Uno de los primeros dirigentes locales en pronunciarse fue el exconcejal justicialista Marcelo Pavka, quien publicó un duro mensaje dirigido a la ministra de Seguridad de la Nación.
«Sra. Ministra de Seguridad. A usted le dedico este triunfo. ¿Vio? No hubo ‘Provocación Política’. En las tribunas hubo banderas con ‘ese mapita'», escribió Pavka.
El dirigente continuó con un tono marcadamente político.
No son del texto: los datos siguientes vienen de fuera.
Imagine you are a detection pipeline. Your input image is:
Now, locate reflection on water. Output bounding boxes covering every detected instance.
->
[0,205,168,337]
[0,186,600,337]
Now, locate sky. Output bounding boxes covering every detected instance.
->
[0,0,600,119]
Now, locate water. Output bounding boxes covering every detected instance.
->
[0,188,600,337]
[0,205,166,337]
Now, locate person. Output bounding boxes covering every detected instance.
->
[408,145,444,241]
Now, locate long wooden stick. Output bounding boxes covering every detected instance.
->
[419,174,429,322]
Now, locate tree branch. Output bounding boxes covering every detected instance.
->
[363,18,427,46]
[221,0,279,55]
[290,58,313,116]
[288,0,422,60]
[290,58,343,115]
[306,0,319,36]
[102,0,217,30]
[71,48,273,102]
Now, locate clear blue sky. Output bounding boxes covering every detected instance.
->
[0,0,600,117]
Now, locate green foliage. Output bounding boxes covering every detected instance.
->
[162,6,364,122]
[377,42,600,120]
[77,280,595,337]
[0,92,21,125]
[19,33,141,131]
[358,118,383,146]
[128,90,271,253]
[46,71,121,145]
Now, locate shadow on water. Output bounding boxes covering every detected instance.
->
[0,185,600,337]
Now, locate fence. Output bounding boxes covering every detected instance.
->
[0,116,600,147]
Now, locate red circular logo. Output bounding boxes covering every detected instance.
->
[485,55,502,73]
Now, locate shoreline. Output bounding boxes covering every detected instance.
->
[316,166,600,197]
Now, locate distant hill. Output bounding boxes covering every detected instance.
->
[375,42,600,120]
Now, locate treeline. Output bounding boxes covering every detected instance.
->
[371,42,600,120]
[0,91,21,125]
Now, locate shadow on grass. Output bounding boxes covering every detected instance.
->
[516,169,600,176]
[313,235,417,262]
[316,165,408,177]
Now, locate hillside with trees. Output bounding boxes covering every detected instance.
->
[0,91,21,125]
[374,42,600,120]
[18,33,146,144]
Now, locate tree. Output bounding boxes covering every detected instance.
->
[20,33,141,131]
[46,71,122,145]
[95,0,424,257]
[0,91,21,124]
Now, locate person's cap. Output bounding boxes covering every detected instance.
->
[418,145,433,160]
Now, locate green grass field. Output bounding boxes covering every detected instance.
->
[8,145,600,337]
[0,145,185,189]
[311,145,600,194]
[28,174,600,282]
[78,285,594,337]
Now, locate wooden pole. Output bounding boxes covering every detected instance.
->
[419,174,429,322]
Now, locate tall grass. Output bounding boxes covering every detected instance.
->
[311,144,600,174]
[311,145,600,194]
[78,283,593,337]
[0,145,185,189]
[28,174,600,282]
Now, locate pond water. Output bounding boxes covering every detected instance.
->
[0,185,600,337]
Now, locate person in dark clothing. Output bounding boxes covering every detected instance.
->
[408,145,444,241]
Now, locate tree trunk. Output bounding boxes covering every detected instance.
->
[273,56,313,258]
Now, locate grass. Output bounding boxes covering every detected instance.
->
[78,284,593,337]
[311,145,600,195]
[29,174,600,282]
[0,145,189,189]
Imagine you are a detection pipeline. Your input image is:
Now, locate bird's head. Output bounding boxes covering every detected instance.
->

«La vida da revancha. Capaz, sólo capaz, en el 2030 Inglaterra llegue a la final, para su disfrute y el de su presidente. Asómese al balcón y vea la alegría del pueblo. Capaz aprenda algo.»
Y concluyó con otra crítica directa al Gobierno nacional.
«Hoy NO REPRIMA. Deje festejar algo genuino, popular y que está en nuestro ADN, cosa que usted nunca va a entender. Y su presi tampoco.»
La polémica por las banderas de Malvinas
Los dichos de Pavka hacen referencia a las declaraciones formuladas por la ministra de Seguridad, Alejandra Monteoliva, quien en la previa de la semifinal explicó que, por disposición del operativo de seguridad coordinado entre la FIFA, las autoridades estadounidenses y representantes de ambos países, no se permitiría el ingreso al estadio de banderas, camisetas o carteles con referencias a las Islas Malvinas, al ser considerados mensajes de contenido político.
Sin embargo, una vez finalizado el partido, fueron los propios futbolistas argentinos quienes desplegaron sobre el campo de juego una bandera con la leyenda «Las Malvinas son argentinas», una imagen que rápidamente se viralizó y se convirtió en uno de los símbolos de la clasificación argentina a la final del Mundial.
Un símbolo que fue más allá del fútbol
Más allá del resultado deportivo, el gesto de los jugadores volvió a instalar el reclamo argentino sobre las Islas Malvinas en un partido cargado de historia y simbolismo frente a Inglaterra.
En ese contexto, el mensaje de Pavka sumó una mirada política a una celebración que tuvo repercusiones tanto dentro como fuera de la cancha, poniendo nuevamente en discusión las restricciones impuestas en la previa del encuentro y el lugar que ocupa la causa Malvinas en la identidad nacional.